The alarmin interleukin-33 promotes the expansion and preserves the stemness of Tcf-1+ CD8+ T cells in chronic viral infection
Authors:
- Marx, Anna-Friederike
- Kallert, Sandra M.
- Brunner, Tobias M.
- Villegas, José A.
- Geier, Florian
- Fixemer, Jonas
- Abreu-Mota, Tiago
- Reuther, Peter
- Bonilla, Weldy V.
- Fadejeva, Jelizaveta
- Kreutzfeldt, Mario
- Wagner, Ingrid
- Aparicio-Domingo, Patricia
- Scarpellino, Leo
- Charmoy, Mélanie
- Utzschneider, Daniel T.
- Hagedorn, Claudia
- Lu, Min
- Cornille, Karen
- Stauffer, Karsten
- Kreppel, Florian
- Merkler, Doron
- Zehn, Dietmar
- Held, Werner
- Luther, Sanjiv A.
- Löhning, Max
- Pinschewer, Daniel D.
Details:
Immunity, Volume 56, Issue 4, 2023-04-11
Article Link: Click here
T cell factor 1 (Tcf-1) expressing CD8+ T cells exhibit stem-like self-renewing capacity, rendering them key for immune defense against chronic viral infection and cancer. Yet, the signals that promote the formation and maintenance of these stem-like CD8+ T cells (CD8+SL) remain poorly defined.
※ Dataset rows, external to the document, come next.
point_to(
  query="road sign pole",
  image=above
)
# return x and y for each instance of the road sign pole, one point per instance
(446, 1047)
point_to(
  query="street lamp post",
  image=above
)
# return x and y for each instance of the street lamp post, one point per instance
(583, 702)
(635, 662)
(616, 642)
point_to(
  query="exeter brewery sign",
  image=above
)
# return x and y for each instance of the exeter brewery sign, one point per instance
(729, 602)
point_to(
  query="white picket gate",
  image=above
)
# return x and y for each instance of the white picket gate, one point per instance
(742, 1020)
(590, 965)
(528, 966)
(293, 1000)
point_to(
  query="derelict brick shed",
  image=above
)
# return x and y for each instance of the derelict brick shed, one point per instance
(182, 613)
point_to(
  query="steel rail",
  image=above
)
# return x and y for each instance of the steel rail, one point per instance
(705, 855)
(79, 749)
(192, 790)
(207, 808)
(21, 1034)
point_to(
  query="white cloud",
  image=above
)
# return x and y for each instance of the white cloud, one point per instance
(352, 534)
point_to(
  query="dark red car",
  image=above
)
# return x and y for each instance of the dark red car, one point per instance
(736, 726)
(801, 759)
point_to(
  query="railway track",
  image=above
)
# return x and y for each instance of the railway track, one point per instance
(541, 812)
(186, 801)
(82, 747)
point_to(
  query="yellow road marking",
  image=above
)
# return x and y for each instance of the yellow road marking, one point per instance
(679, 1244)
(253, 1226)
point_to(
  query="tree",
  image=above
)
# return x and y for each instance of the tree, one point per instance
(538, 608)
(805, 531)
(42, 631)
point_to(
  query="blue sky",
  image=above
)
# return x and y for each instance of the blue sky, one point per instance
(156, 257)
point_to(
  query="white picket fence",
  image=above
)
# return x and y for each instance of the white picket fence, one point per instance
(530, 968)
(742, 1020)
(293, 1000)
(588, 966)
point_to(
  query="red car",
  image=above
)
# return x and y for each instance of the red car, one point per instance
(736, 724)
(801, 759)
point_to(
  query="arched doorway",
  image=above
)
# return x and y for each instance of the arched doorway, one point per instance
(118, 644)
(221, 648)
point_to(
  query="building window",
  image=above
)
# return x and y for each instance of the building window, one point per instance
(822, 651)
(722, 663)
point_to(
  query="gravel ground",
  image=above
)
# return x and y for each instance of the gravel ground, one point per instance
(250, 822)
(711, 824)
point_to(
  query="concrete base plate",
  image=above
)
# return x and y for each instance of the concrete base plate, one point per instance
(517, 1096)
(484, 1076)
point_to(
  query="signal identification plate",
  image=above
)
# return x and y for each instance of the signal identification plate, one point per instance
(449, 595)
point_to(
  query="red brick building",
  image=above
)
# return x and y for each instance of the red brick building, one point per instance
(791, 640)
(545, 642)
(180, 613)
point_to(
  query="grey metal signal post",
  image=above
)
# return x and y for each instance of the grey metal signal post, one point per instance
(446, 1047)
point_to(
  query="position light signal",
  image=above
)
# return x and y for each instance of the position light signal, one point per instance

Studying CD8+ T cell differentiation in mice with chronic viral infection, we identified the alarmin interleukin-33 (IL-33) as pivotal for the expansion and stem-like functioning of CD8+SL as well as for virus control. IL-33 receptor (ST2)-deficient CD8+ T cells exhibited biased end differentiation and premature loss of Tcf-1. ST2-deficient CD8+SL responses were restored by blockade of type I interferon signaling, suggesting that IL-33 balances IFN-I effects to control CD8+SL formation in chronic infection. IL-33 signals broadly augmented chromatin accessibility in CD8+SL and determined these cells’ re-expansion potential. Our study identifies the IL-33-ST2 axis as an important CD8+SL-promoting pathway in the context of chronic viral infection.